Everything, it seems, has been happening at high speed for Tasca, who’s off to a fast start in his rookie season in the big leagues of drag racing.

It was only last November that he and his team began building their Shelby Mustang at his family’s Ford dealership in East Providence. But drag racing is a sport in which you have to be able to get moving in a hurry and, since then, things have been happening seemingly as quickly as he roars down the track at speeds exceeding 300 mph.

He had the third-fastest qualifying time at Las Vegas in mid-April. He reached the semifinal round in Atlanta two weeks later. He had a career-best elapsed time two weeks ago in Madison, Ill., and is confident that he and his team are only going to continue get better.

“When you’ve got a car running as good as this car is running,” Tasca said, “you just want to keep racing, because you know your day is going to come. This sport requires consistency and it requires drivers to cut great reaction times that can put their team in a position to win. And then it just needs to be your time. It can go either way in rounds, and our day is coming. It isn’t that far around the corner, the way this car is running.

“Seat time is what I need,” he said. “For me, every time I’m in the car gets better. This isn’t like other sports. It’s not like I can go out on a basketball court and practice shooting. You can’t simulate a 300-mile-an-hour ride unless you’re in it.”

It’s hard to even imagine it.

“It feels like an earthquake,” Tasca said. “When that engine’s roaring, it shakes the earth. It’s hard to describe the adrenaline that flows through you.

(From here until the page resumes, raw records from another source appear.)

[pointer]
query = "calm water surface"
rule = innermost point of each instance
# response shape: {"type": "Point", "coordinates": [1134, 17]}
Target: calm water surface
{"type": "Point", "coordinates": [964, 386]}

When people ask me what it’s like, I tell them: ‘Imagine pulling the trigger on a gun, and then riding the bullet.’ ”

Tasca said he covers the final 360 feet –– the distance from one goal post to another on a football field –– of his quarter-mile run in half a second. The entire run takes a fraction over four seconds.

Which is why what happened to him in Atlanta was harrowing.

“A big part of my job,” he said, “is getting the car stopped.”

From a racing standpoint, the start is Tasca’s most important job. In a sport where outcomes are determined by hundredths –– and sometimes thousandths –– of a second, he has to be ready to come off the line the split-second he gets the green light.

“The driver has to be perfect,” he said. “There is zero margin for error. You’ve got to hit the throttle when the light turns green, then keep the car in a groove the best you can. If you don’t, you lose traction, and, if you do that, you lose speed.”

And, of course, the race.

For Tasca, speed thrills. He grew up listening to the stories his grandfather, Bob Sr., told of racing cars, back in the days when he also was building one of the premier Ford dealerships in the country.

“I’m a competitive guy,” Tasca said. “I couldn’t play pro football or basketball. Racing at this level, where there’s this kind of intensity, motivates me.”

Like his grandfather, Tasca’s motivation is part sport, part business. He was determined from the outset that his car would be much more than merely “a 300-mile-an-hour billboard.”

Sponsored by Motorcraft and Quick Lanes, Tasca and his crew — “The nine hardest-working people I’ve been around my whole life,” he says. “They’ll work from 6 a.m. till 2 the next morning, if they have to, to get the car ready” –– spend Fridays of racing weekends with employees from Quick Lanes near that weekend’s race. Saturdays are devoted to Motorcraft vendors and, on Sundays, they invite fans to share in the racing experience, spending hours with them.

“I’ve always had a passion to race, and to build a company,” Tasca said. “I’m a company guy. We have an all-Ford hot rod, driven by an all-Ford kid.”

He has been driving all over the country since opening the season in Pomona, Calif. This weekend, he’s in Bristol, Tenn., for the O’Reilly NHRA Thunder Valley Nationals.

“Naturally,” he said, “we want to win every race we start. But considering that we started from scratch last winter, we’re pleased with where we are. To come from nowhere and be a contender this soon is really remarkable.”